Next, we performed subgroup analyses, and found that worse outcomes in THCA patients in the high-risk group were correlated with age (Supplementary Figure S3(A)–(B)), gender (Supplementary Figure S3(C) and (D)), M0 stage (Supplementary Figure S3 (E)), N stage (Supplementary Figure S3 (G) and (H)), T3–T4 stage (Supplementary Figure S3(J)) and pathological stages III–IV (Supplementary Figure S3(L)). The p values associated with the above subgroups, except for the M1 stage (Supplementary Figure S3(F)) and pathological stage I–II subgroups (Supplementary Figure S3(K)), were <0.05. Compared to the low-risk group, m6A-associated lncRNA, including AL023583.1, AC007365.1, AC040160.1, AC064807.1, AL512306.2, EIF2AK3-DT, LINC00667 and LYPLAL1-DT levels were higher in the high-risk group, whereas AC00855.1, AC126773.4 and MIR181A2HG were decreased (Figure 7(H) and Supplementary Figure S4(A)). The upper bar of the heatmap also identified significant differences in age, N stage, immunoscore and cluster groups between the two risk groups.
Knockdown of LncRNA MIR181A2HG or LYPLAL1-DT overexpression affected the proliferation and migration of PTC cells in vitro
In our study, 11 m6A-related lncRNAs were used to construct a prognosis model. For verification purposes, we initially selected four lncRNAs in the model with relatively low scores: MIR181A2HG, LYPLAL1-DT, EIF2AK3-DT and LINC00667. Our expectation was that if these four lncRNAs can be successfully verified, lncRNAs with higher scores should have even better chances of being correct. Analysis of TCGA data showed that MIR181A2HG was highly expressed in thyroid cancer, and LYPLAL1-DT, EIF2AK3-DT and LINC00667 were suppressed in cancer tissue (Figure 8(A–C)). We then validated the expression of these genes in our thyroid cancer tissue samples (Figure 8(D–F)). However, construction of the linc00667 expression plasmid failed, as the linc00667 fragment was too large (5489 bp). No further experiments were carried out on linc00667, thus related linc00667 qPCR data were not included in this manuscript. Since the functional experiments required to study LYPLAL1-DT and EIF2AK3-DT are the same, LYPLAL1-DT was chosen for subsequent functional testing. Additionally, we constructed plasmids to knockdown a high expression gene (MIR181A2HG) and overexpress a low expression gene (LYPLAL1-DT) for subsequent functional tests.
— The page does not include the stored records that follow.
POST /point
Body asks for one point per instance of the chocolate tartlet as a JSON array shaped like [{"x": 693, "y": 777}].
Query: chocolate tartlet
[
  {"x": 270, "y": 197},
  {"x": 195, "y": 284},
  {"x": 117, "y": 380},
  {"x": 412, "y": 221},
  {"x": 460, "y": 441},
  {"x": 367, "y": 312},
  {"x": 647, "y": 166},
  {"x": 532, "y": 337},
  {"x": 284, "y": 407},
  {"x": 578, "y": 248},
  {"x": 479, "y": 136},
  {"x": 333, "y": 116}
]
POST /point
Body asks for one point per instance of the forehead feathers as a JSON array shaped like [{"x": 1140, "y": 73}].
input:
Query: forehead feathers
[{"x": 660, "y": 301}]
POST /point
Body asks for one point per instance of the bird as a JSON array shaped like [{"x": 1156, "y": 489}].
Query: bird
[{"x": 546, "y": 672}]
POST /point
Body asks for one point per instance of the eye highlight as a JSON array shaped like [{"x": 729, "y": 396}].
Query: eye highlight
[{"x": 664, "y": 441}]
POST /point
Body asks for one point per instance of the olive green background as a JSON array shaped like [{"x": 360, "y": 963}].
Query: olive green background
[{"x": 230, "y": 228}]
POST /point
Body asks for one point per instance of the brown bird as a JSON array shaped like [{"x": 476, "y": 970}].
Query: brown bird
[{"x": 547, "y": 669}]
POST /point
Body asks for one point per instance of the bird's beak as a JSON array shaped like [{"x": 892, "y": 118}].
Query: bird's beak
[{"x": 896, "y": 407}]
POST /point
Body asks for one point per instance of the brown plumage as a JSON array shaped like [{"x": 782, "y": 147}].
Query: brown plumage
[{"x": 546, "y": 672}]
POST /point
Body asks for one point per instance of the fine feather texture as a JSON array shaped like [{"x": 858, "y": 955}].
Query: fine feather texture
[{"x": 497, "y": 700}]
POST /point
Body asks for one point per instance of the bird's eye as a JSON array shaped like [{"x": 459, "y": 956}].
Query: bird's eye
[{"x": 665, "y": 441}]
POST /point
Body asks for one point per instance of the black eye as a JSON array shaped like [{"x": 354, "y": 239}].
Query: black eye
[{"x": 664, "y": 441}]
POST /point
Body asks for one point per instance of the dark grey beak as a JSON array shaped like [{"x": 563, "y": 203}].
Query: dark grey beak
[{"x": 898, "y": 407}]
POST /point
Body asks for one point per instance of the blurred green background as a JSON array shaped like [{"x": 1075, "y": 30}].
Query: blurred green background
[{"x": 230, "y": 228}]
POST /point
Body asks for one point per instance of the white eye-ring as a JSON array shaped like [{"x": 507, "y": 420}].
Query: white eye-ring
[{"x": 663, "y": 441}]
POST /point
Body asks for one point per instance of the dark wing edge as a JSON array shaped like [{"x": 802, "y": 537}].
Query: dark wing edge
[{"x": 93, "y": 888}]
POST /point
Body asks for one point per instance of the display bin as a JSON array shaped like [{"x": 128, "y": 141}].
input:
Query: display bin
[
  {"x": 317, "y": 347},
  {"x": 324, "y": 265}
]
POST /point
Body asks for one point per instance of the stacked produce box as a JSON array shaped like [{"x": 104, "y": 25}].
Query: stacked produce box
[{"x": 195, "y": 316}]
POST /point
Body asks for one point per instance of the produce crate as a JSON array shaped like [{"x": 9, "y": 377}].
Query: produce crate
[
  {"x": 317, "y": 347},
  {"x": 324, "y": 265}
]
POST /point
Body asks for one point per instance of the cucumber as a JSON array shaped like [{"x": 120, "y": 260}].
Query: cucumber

We further investigated the involvement of MIR181A2HG and LYPLAL1-DT in PTC in vitro. First, shCTL/shMIR181A2HG cell lines of KTC-1 and BCPAP were constructed by lentivirus transfection. qPCR results showed that the expression of MIR181A2HG was significantly reduced in the two cell lines (Figure 9(A,B)). Then, MTT (Figure 9(C,D)), EdU (Figure 9(F,G)) and colony formation assays (Figure 9(E)) were conducted to determine the role of MIR181A2HG on PTC cell proliferation. Knockdown of MIR181A2HG significantly inhibited proliferation of KTC-1 and BCBAP cells (p < 0.01). Subsequently, the wound-healing assay was used to detect the migration of PTC cells. The migration of MIR181A2HG-knockdown cells was significantly inhibited compared with the control group (Figure 9(H,I)). Similarly, to further confirm roles of LYPLAL1-DT in PTC, LYPLAL1-DT was overexpressed in KTC1 and BCBAP cells (Figure 10(A,B)). As expected, LYPLAL1-DT overexpression promoted cell proliferation and migration in PTC, indicated by MTT assays (Figure 10(C,D)), colony formation (Figure 10(E)), EdU (Figure 10(F,G)) and wound-healing assays (Figure 10(H,I)). These results collectively showed that lncRNA MIR181A2HG and LYPLAL1-DT affected the proliferation and migration of PTC cells.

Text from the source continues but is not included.